Description
The possibility of a nuclear war that could destroy civilization has influenced the course of international affairs since 1945, suspended like a sword of Damocles above the heads of the world's leaders. The fact that we have escaped a third world war involving strategic nuclear weapons--indeed, that no atomic weapon of limited power has yet been used under battlefield conditions--seems nothing short of a miracle.
Revisiting debates on the effectiveness and ethics of nuclear deterrence, Jean-Pierre Dupuy is led to reformulate some of the most difficult questions in philosophy. He develops a counterintuitive but powerful theory of apocalyptic prophecy: once a major catastrophe appears to be possible, one must assume that it will in fact occur. Dupuy shows that the contradictions and paradoxes riddling discussions of deterrence arise from the tension between two opposite conceptions of time: one in which the future depends on decisions and strategy, and another in which every occurring event is one that could not have failed to occur.
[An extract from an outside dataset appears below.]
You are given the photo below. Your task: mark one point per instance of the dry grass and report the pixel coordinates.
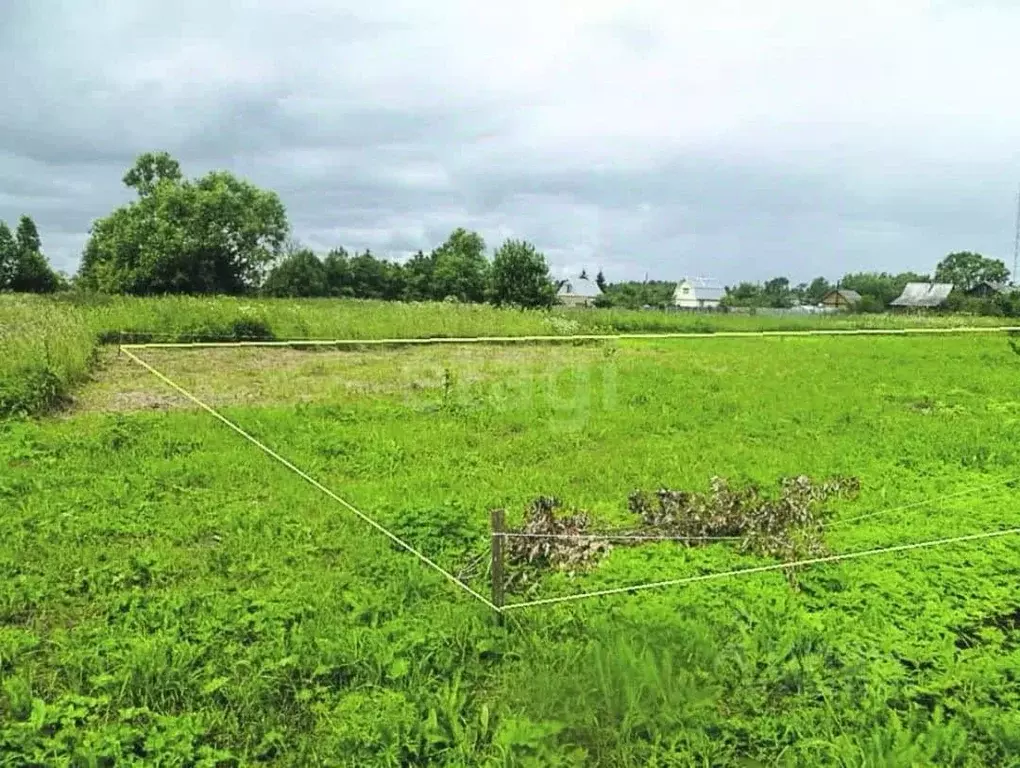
(255, 375)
Considering the immense destructive power of nuclear warheads and the almost unimaginable ruin they are bound to cause, Dupuy reaches a provocative conclusion: whether they bring about good or evil does not depend on the present or future intentions of those who are in a position to use them. The mere possession of nuclear weapons is a moral abomination.
About the Author
Jean-Pierre Dupuy is Professor Emeritus of Social and Political Philosophy at the École Polytechnique in Paris and Professor in the Program in Science, Technology, and Society at Stanford University. He is a member of the French Academy of Technology and formerly Chair of the Ethics Committee of the French High Authority on Nuclear Safety and Security. His many books, translated into thirteen languages, include How to Think About Catastrophe: Toward a Theory of Enlightened Doomsaying (2022) and The Mark of the Sacred (Stanford, 2013). Malcolm DeBevoise has translated some fifty works from French and Italian in every branch of scholarship. He is a three-time winner of the French-American Foundation translation prize for nonfiction.